Planned opportunities for Reading.

There are considerable opportunities for reading to take place during most Outdoor Lessons. At Coastal School there are a number of information boards on the walk to our “basecamp” area. Rules, routines and kit lists are written on the classroom whiteboard. A bushcraft video on YouTube will always have subtitles on.  A wide range of books and magazines are on offer on the Outdoors Room coffee table. Several books are instruction books (knots), and boys have to follow written chronological instructions for success. Seed planting involves the reading of seed packets. On off-site expeditions and journeys boys are encouraged to read road signs and even petrol pump instructions when filling up the school minibus!

In Year 10/11 boys will be expected to read an OS map and have the accompanying comprehension regarding technical words.
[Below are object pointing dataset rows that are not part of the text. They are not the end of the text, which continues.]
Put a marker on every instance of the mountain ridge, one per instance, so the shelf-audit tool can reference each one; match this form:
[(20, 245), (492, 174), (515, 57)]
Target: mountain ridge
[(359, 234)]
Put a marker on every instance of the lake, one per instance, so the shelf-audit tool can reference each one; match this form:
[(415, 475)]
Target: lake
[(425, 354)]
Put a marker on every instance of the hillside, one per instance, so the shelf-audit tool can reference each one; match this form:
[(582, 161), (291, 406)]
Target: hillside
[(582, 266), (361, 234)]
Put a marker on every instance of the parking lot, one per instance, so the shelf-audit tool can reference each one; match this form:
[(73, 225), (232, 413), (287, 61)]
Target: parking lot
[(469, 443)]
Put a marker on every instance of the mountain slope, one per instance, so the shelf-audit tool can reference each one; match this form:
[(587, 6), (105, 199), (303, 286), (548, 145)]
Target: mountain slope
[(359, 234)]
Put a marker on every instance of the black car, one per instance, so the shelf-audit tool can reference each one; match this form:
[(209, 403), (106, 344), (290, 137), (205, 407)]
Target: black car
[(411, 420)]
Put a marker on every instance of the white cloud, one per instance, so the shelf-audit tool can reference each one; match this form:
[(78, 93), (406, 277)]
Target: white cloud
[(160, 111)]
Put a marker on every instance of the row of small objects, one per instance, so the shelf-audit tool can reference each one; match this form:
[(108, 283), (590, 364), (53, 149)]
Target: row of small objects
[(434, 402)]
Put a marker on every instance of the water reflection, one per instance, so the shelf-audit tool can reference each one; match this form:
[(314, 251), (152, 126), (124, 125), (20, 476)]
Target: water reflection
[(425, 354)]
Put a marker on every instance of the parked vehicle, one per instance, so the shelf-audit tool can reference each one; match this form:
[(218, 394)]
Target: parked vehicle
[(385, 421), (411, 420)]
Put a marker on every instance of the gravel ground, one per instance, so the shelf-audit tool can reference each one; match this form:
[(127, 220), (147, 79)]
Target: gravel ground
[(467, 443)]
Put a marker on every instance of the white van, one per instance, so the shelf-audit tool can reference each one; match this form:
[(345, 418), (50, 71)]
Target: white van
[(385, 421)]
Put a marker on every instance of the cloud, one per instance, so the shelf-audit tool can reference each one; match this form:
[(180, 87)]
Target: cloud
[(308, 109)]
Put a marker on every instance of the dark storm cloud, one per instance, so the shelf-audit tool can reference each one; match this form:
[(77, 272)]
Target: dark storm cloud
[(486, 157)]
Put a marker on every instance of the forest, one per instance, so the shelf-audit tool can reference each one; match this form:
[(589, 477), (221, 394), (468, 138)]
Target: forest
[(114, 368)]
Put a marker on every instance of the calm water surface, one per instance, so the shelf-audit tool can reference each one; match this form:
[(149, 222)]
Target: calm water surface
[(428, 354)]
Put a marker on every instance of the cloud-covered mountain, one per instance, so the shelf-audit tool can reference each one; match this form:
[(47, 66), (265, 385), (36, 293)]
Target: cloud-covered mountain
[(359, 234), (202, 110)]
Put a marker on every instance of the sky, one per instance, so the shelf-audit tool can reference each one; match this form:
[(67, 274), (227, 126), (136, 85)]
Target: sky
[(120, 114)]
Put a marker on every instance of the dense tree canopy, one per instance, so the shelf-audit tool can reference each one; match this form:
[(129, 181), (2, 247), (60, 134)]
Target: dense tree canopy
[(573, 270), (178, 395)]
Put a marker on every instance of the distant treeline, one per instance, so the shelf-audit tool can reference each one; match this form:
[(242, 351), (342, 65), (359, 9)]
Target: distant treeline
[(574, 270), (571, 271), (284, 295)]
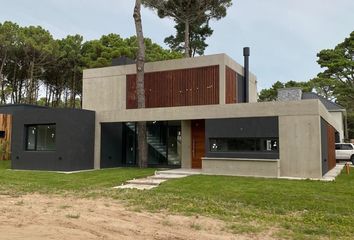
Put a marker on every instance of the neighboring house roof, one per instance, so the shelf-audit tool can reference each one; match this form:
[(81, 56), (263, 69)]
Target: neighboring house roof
[(331, 106)]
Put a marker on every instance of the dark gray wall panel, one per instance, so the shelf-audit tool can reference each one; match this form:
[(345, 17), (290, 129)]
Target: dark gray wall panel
[(242, 127), (241, 89), (257, 127), (74, 140), (111, 145), (324, 147)]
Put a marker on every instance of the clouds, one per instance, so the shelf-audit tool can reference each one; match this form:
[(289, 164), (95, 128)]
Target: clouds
[(284, 35)]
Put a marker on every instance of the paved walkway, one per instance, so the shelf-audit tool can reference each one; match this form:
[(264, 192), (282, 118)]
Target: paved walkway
[(159, 177)]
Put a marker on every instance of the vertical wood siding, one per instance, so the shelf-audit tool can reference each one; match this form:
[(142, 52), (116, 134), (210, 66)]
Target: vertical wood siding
[(5, 143), (331, 147), (231, 86), (185, 87)]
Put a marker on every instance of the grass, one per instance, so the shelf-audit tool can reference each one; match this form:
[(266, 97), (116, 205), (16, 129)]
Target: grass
[(290, 209)]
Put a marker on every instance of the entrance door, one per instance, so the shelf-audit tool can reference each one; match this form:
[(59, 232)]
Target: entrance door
[(198, 142), (130, 145)]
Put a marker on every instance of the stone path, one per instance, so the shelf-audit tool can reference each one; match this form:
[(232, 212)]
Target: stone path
[(155, 180)]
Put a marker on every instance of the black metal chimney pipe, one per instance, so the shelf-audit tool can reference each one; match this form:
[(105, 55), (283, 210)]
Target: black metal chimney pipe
[(246, 67)]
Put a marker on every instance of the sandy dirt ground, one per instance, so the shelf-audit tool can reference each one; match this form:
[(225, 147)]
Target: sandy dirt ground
[(39, 217)]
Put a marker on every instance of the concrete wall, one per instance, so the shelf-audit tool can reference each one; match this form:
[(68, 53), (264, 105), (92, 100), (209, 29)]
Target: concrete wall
[(104, 89), (74, 148), (241, 167), (290, 111)]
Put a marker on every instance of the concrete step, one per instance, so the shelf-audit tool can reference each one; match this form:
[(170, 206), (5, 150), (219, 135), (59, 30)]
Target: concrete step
[(136, 186), (146, 181)]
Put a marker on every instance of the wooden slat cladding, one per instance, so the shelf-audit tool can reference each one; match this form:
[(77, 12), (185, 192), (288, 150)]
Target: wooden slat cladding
[(231, 86), (5, 139), (185, 87), (331, 147)]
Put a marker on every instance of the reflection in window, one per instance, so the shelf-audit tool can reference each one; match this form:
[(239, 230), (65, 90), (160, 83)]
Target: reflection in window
[(41, 137), (243, 145)]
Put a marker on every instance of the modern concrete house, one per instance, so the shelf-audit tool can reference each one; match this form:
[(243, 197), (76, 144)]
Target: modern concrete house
[(202, 114), (41, 138)]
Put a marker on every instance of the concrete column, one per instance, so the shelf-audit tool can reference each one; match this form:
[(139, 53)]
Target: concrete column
[(186, 161), (300, 146)]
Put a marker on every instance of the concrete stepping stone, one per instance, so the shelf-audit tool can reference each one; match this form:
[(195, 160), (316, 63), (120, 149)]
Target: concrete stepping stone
[(147, 181)]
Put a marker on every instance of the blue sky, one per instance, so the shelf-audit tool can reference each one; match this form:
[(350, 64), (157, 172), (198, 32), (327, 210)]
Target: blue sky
[(284, 35)]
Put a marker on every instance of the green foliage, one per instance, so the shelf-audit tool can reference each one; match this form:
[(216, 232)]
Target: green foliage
[(194, 13), (337, 79), (31, 59)]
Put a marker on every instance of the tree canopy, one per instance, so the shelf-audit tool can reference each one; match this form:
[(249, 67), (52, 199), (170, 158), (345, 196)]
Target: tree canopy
[(335, 82), (192, 20)]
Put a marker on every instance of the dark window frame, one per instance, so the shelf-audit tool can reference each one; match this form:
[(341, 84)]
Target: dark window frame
[(257, 140), (36, 137)]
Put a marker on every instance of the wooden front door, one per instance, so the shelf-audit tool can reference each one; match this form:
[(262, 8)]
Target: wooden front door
[(198, 142)]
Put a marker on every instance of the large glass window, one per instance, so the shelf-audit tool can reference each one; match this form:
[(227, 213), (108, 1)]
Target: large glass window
[(243, 145), (41, 137)]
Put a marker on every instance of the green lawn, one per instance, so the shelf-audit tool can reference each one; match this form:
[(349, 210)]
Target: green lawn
[(293, 209)]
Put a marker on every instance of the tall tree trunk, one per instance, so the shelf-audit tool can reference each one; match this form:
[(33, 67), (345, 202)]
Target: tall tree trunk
[(186, 40), (31, 84), (141, 131), (73, 93)]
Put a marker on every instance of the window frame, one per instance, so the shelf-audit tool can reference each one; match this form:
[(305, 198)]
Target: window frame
[(36, 137)]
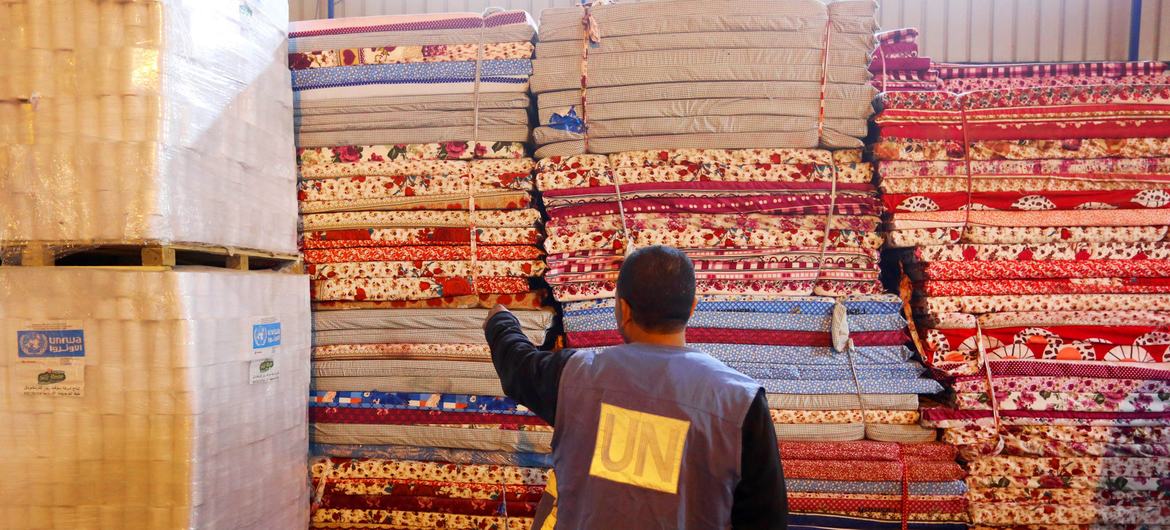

Outdoor Learning at Langham is not about becoming the next Ray Mears or Bear Grylls. It is an educational “vehicle” to help transport disenfranchised SEMH boys into mainstream society to become engaged, responsible, curious, and most importantly, employable citizens. During their Outdoor Learning journey at Langham our pupils start to develop into more confident individuals, willing to confront problems, work collaboratively, accept routines and boundaries and “have a go” at new skills and experiences outside of a traditional SEMH learners comfort zone.